The roads were strangely empty as well; in the commotion traffic had been the least of her concerns. She only noticed when she passed by an old van, that had broken down on the side of the road. The driver waved her down. Her foot itched as she contemplated speeding by, but charity won out.
"Radiator's overheated." The driver said, a plain, older looking man, who Claire suspected of being one of the local farmers or laborers. He wore coveralls and a red flannel shirt, and his hands were stained with grease.
"I don't have any water, Mister." Claire spoke. "I think you better find some, fast." She said as she peered underneath the hood of his broken down van. "I was just in town, and it isn't pretty.."
This is crazy, she thought to herself. There is some sort of killer plague out there. The radio stations are down, and this is the first car she'd seen since she took the off ramp. Maybe this was the beginning of World War III. She needed to get out of here.
"I think-," she turned around to find a thick, black tube in her face. It was the silenced barrel of a Beretta. The man fired twice into her face.
"That's when I woke up here, with a horrible headache." Claire collapsed on the padded floor of her cell. She didn't know what she was going to do now.
"Feeding time!" a voice rang out, and Claire instinctively jumped to her feet.
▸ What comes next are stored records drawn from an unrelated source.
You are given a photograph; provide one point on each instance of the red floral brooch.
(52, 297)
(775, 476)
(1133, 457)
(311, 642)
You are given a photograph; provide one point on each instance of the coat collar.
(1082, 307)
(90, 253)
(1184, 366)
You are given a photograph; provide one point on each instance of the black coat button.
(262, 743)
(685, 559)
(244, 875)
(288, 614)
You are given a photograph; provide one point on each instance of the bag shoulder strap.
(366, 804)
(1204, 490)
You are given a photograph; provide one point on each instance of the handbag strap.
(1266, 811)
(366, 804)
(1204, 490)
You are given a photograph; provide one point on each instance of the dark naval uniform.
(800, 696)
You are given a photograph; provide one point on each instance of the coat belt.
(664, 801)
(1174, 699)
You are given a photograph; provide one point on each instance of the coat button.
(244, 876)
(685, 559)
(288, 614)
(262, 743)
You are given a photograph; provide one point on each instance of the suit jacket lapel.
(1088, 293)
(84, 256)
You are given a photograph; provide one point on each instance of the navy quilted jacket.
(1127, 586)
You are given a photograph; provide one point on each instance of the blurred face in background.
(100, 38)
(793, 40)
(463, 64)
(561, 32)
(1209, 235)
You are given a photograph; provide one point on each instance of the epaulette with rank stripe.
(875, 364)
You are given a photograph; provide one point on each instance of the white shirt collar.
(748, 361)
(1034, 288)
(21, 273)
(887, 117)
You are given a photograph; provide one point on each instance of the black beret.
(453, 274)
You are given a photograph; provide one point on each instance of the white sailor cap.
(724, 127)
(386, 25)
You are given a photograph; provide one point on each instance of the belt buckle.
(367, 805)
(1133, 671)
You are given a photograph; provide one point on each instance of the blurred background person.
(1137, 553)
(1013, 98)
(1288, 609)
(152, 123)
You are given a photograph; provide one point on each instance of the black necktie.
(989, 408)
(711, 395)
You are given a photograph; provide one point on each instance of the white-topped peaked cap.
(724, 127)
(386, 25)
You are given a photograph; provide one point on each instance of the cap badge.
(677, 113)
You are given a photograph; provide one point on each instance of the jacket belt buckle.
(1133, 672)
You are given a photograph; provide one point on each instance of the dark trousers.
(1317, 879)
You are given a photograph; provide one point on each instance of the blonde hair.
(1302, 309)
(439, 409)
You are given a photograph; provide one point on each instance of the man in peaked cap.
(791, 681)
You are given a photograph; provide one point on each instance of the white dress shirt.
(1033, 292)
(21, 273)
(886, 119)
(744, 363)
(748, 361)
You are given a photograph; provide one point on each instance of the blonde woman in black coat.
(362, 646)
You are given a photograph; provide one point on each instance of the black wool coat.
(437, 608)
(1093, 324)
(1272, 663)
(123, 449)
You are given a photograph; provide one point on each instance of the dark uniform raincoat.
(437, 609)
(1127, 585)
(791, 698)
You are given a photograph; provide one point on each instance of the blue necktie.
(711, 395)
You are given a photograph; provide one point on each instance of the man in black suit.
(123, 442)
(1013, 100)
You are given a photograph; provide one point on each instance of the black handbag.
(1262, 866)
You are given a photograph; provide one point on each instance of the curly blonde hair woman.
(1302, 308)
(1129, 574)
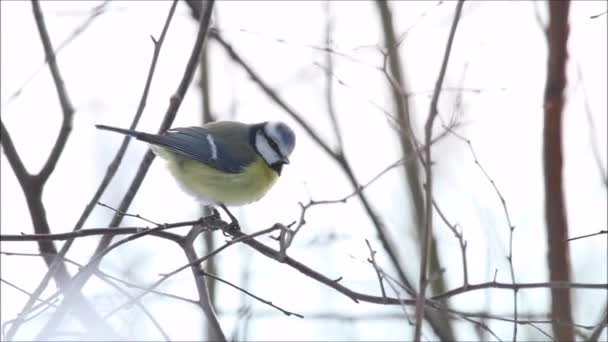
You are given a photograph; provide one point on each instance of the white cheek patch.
(265, 150)
(213, 147)
(273, 130)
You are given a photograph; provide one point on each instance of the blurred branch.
(592, 134)
(111, 231)
(64, 100)
(329, 86)
(555, 207)
(208, 239)
(601, 325)
(33, 187)
(505, 209)
(215, 332)
(461, 242)
(269, 303)
(428, 210)
(95, 12)
(175, 102)
(407, 138)
(588, 235)
(340, 159)
(110, 171)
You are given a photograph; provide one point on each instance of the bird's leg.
(211, 212)
(234, 224)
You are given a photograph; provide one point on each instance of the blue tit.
(225, 162)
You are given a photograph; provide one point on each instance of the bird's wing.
(199, 144)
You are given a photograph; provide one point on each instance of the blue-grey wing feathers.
(194, 143)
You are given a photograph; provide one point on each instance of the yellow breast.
(212, 186)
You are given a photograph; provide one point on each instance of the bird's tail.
(128, 132)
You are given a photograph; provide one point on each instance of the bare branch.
(588, 235)
(428, 211)
(269, 303)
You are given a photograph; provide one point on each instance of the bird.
(225, 163)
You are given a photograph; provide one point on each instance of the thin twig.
(174, 104)
(372, 260)
(204, 300)
(588, 235)
(269, 303)
(428, 220)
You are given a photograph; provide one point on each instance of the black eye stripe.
(272, 143)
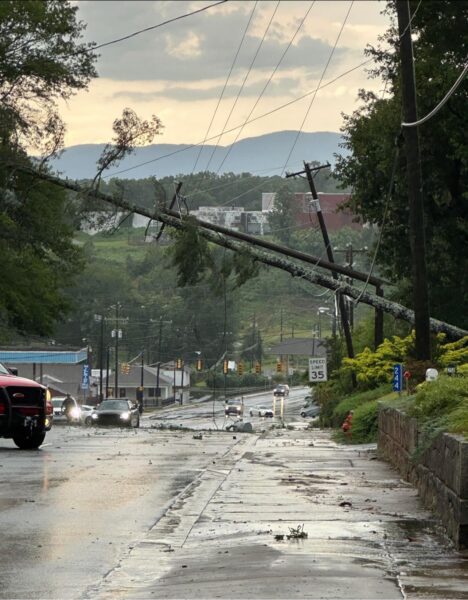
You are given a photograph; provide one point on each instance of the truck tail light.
(28, 410)
(49, 405)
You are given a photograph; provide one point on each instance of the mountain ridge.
(266, 152)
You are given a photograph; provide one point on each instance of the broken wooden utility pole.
(208, 231)
(415, 187)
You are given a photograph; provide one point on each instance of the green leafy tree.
(370, 137)
(41, 61)
(282, 218)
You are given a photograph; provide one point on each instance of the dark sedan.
(117, 412)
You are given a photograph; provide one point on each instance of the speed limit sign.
(317, 370)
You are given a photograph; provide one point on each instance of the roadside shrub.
(447, 397)
(435, 398)
(352, 402)
(365, 423)
(327, 395)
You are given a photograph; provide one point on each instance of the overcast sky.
(178, 71)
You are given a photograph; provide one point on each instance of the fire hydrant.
(347, 423)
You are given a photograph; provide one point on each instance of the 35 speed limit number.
(317, 369)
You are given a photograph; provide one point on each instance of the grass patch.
(353, 402)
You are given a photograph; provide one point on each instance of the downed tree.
(224, 237)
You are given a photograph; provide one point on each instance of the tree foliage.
(282, 218)
(41, 61)
(371, 135)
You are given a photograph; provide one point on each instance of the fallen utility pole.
(175, 220)
(323, 228)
She couldn't remember how long it'd been since she'd had a decent meal. Rushing to her feet, she peered out through the barred window of her cell door.
"Come and get it," the man in the white lab coat called, causing quite a commotion with some of the other inmates - people, who, like Claire, expressed no knowledge of why they were here.
As the cart neared Claire, she found herself overcome, and reaches through the bars, grasping at her captor as he arrived at her door, pushing a metallic cart.
"Hungry, Ms. Redfield? That's very promising."
He reached into his cart and produced the most delectable cut of infant Claire had ever seen, still practically oozing its recently spilt blood. Claire frenzied, grasping desperately at the tiny carcass.
"Easy there, Claire, plenty for everybody." He let go of the dead baby as she yanked it through the bars of her cell.
Immediately, she ripped the arm from its body and tore into its soft flesh, savoring the tender, gooey gristle as it ran down her chin. She knew she could think of a way to escape this place. If only she could remember what happened.